Court rules e-mail protected by Fourth Amendment
updated 04:30 pm EST, Tue December 14, 2010
Court says e-mail privacy guarded by 4th Amendment
A US Sixth Circuit Court of Appeals on Tuesday ruled that e-mail was legally protected by the Fourth Amendment. It determined in a 3-0 vote that e-mail was similar to traditional communication and thus that the government still needed a search warrant to intercept and read e-mail. Users still had a reasonable expectation of privacy online, the court said.

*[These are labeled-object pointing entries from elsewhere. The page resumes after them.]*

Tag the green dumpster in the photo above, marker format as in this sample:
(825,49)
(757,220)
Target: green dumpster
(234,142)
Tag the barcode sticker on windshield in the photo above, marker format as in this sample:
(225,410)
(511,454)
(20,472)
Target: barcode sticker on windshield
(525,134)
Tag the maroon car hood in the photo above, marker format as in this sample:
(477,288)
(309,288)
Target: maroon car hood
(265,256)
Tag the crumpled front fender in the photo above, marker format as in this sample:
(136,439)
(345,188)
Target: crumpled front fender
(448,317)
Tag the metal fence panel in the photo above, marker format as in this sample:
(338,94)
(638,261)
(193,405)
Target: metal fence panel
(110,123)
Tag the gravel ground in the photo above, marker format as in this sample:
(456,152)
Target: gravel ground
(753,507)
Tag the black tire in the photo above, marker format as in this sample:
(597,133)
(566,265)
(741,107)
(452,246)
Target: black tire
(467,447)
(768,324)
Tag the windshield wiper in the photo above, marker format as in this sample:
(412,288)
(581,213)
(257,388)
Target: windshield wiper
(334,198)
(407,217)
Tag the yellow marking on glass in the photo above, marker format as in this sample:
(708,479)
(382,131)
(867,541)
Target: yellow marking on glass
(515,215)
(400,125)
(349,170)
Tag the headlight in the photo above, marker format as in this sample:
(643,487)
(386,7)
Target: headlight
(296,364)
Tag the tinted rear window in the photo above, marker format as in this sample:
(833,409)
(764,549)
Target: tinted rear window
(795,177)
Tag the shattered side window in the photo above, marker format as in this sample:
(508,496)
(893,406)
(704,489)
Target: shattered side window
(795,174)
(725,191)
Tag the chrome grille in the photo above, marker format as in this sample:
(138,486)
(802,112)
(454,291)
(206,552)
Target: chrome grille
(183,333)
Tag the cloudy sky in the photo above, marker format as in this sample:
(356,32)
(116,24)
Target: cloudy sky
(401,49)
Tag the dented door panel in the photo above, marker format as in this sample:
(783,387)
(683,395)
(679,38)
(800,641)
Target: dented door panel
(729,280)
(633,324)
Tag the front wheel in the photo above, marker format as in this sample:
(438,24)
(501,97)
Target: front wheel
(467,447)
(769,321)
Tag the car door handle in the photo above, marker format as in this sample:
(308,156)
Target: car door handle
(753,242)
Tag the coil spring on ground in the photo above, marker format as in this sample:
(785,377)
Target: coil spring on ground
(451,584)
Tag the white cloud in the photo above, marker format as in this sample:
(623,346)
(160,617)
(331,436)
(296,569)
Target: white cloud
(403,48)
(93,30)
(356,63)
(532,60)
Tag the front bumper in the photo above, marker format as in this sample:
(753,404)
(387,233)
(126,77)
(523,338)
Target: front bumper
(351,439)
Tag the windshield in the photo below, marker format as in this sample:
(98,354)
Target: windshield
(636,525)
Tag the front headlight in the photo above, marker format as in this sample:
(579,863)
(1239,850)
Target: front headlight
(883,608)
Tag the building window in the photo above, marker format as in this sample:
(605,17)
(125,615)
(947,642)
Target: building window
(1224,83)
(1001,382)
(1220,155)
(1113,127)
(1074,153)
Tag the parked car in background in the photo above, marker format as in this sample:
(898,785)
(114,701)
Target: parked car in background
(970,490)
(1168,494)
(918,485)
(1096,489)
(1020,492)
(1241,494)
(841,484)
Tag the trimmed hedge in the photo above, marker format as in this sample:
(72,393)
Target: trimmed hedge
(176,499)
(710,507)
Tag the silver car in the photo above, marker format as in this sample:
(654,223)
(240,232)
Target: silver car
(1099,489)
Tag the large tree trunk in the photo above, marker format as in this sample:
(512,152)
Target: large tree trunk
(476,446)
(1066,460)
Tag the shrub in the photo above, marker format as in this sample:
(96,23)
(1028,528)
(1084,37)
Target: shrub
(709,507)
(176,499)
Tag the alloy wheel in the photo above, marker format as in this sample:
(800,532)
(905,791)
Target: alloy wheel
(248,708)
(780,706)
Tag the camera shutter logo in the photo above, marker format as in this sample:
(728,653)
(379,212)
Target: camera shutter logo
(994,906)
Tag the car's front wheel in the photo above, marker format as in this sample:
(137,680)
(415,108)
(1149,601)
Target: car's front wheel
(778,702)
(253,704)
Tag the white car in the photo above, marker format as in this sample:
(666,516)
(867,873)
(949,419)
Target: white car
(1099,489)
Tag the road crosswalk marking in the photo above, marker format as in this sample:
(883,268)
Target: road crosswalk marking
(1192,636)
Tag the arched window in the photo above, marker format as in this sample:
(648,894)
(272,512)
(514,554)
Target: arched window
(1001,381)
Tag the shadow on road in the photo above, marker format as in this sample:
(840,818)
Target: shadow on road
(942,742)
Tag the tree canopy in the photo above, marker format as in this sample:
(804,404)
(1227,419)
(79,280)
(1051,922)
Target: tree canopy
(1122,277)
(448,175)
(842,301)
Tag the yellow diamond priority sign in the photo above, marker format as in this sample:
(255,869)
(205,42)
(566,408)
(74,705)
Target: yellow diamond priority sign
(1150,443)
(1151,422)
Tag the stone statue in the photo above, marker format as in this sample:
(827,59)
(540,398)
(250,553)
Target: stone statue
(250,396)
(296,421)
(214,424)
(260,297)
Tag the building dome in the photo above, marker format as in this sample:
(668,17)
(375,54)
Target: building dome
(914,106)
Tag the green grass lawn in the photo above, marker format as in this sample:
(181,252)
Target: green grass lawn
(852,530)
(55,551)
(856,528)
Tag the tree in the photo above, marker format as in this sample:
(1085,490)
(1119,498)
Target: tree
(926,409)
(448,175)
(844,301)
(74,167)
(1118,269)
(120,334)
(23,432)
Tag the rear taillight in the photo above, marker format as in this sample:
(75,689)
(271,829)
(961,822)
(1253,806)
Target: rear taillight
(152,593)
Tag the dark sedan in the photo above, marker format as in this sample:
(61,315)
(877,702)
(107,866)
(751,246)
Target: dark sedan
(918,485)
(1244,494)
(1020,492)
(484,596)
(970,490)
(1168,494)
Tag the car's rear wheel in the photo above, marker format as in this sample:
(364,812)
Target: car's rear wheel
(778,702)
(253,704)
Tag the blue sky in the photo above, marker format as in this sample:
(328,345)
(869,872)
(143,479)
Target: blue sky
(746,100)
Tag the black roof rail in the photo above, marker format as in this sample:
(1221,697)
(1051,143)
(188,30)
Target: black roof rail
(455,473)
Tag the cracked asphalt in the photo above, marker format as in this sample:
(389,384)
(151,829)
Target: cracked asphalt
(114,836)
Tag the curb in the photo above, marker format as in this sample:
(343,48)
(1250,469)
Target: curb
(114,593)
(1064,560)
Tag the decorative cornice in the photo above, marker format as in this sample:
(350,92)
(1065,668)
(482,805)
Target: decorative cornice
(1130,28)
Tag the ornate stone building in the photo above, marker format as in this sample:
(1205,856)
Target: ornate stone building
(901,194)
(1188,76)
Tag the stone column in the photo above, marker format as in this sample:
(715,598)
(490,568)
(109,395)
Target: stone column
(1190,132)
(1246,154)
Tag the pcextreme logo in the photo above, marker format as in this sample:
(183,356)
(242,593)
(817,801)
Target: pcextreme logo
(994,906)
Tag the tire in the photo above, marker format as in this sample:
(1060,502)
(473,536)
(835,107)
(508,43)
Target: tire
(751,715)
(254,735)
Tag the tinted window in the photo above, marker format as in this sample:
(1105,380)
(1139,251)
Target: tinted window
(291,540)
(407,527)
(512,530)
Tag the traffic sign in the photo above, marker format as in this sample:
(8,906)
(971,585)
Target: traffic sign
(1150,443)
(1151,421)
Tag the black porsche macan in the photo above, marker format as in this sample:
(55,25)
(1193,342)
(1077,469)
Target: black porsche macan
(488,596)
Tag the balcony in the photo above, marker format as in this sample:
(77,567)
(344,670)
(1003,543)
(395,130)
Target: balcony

"Given the fundamental similarities between email and traditional forms of communication, it would defy common sense to afford emails lesser Fourth Amendment protection," the decision published by the Electronic Frontier Foundation read. "It follows that email requires strong protection under the Fourth Amendment; otherwise the Fourth Amendment would prove an ineffective guardian of private communication, an essential purpose it has long been recognized to serve... [T]he police may not storm the post office and intercept a letter, and they are likewise forbidden from using the phone system to make a clandestine recording of a telephone call--unless they get a warrant, that is."
The verdict effectively overturns the conviction of the appellant, Stephen Warshak, by rendering the evidence invalid. Department of Justice officials had asked Warshak's e-mail provider to monitor and intercept his e-mail even before it was sent. The EFF and advocates had filed a brief claiming that this amounted to an illegal wiretap. DOJ agents had used the Stored Communications Act to justify the move, but the rule by definition only applied to e-mail that had already been stored locally, not any message.

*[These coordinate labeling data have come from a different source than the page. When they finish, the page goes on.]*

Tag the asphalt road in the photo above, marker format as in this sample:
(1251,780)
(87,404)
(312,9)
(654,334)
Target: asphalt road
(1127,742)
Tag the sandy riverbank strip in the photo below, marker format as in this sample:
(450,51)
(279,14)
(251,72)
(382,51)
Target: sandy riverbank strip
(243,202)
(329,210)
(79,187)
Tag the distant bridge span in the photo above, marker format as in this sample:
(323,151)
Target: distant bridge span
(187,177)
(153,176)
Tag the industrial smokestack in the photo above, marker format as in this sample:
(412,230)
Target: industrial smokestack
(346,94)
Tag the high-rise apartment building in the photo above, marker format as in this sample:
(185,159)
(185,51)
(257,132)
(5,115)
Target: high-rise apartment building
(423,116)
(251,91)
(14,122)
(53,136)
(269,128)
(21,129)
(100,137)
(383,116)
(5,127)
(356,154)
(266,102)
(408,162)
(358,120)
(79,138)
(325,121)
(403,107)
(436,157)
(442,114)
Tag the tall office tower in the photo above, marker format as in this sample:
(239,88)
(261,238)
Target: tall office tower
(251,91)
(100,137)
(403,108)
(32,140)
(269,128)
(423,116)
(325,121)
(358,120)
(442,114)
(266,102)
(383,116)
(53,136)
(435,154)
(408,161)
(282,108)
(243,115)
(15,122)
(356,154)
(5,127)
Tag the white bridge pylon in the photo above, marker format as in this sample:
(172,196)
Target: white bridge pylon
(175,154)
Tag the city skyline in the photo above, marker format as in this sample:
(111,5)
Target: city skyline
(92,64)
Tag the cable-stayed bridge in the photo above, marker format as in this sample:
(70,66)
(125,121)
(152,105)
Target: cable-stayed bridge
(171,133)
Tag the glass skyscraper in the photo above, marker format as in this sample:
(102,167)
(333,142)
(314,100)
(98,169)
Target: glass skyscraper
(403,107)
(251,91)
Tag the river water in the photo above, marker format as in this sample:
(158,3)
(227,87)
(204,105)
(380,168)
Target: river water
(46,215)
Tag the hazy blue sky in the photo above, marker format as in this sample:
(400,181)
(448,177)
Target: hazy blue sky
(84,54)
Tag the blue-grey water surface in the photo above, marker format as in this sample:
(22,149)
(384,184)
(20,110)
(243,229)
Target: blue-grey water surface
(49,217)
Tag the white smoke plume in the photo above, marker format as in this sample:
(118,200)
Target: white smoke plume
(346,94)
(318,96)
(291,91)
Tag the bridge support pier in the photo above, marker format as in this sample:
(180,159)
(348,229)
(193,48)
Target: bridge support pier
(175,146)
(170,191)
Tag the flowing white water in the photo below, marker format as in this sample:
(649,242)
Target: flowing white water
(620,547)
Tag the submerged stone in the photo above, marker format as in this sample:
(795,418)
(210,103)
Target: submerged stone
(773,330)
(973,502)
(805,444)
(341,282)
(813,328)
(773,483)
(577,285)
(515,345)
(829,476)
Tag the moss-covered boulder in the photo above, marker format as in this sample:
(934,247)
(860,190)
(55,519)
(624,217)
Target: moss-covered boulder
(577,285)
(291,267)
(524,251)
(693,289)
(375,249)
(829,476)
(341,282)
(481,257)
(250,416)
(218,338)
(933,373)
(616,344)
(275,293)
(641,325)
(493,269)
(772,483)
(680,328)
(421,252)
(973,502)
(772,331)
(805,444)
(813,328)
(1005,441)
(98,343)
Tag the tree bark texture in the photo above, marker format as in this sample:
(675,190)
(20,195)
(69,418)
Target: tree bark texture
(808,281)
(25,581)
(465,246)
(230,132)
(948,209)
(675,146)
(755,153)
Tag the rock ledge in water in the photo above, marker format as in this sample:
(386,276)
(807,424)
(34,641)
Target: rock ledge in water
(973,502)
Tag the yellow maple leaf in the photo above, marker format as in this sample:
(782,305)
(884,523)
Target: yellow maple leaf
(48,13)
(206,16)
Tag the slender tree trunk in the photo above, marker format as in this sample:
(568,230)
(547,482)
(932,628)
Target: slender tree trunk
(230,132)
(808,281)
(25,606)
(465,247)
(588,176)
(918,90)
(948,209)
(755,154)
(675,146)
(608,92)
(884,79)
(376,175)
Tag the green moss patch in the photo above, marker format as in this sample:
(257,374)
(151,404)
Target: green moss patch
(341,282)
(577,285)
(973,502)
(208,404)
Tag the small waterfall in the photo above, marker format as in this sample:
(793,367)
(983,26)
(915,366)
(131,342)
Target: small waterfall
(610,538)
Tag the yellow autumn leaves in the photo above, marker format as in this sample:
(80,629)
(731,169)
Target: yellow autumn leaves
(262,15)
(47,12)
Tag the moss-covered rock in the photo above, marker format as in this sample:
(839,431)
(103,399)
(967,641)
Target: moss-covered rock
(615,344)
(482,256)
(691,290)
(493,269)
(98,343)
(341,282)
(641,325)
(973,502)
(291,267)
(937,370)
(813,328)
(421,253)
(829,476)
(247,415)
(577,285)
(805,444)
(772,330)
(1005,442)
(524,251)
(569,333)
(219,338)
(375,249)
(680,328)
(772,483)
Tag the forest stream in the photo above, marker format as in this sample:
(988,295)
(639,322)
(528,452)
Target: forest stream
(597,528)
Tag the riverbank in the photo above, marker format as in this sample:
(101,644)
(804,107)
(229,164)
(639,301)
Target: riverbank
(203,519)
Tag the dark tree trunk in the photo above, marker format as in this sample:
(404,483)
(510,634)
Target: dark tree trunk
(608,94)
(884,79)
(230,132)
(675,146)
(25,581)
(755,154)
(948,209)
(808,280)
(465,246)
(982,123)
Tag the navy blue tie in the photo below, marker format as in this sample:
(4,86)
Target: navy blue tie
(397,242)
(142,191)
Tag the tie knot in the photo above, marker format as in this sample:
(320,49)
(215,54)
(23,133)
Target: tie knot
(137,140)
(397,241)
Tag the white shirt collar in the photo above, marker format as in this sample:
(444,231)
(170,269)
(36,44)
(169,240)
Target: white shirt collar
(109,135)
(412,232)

Applying the Fourth Amendment sets the first legal precedent of its sort and could prevent the government from any further attempts to snoop civilian e-mail without a warrant.







Fresh-Faced Recruit
Joined: Aug 2001
Well ...
"Applying the Fourth Amendment sets the first legal precedent of its sort and could prevent the government from any further attempts to snoop civilian e-mail without a warrant."
Unless they shut it down secretly after the Obama administration was sworn in (which is entirely possible), I haven't read that the "secret" and illegal interception of ALL emails and phone calls in the US has been stopped, and I doubt a pesky court decision will stop them either.
But its still a blow to the out-of-control authoritarian zealots in the US that fundamentally do NOT believe in the core principles of the Constitution, so it's certainly good news.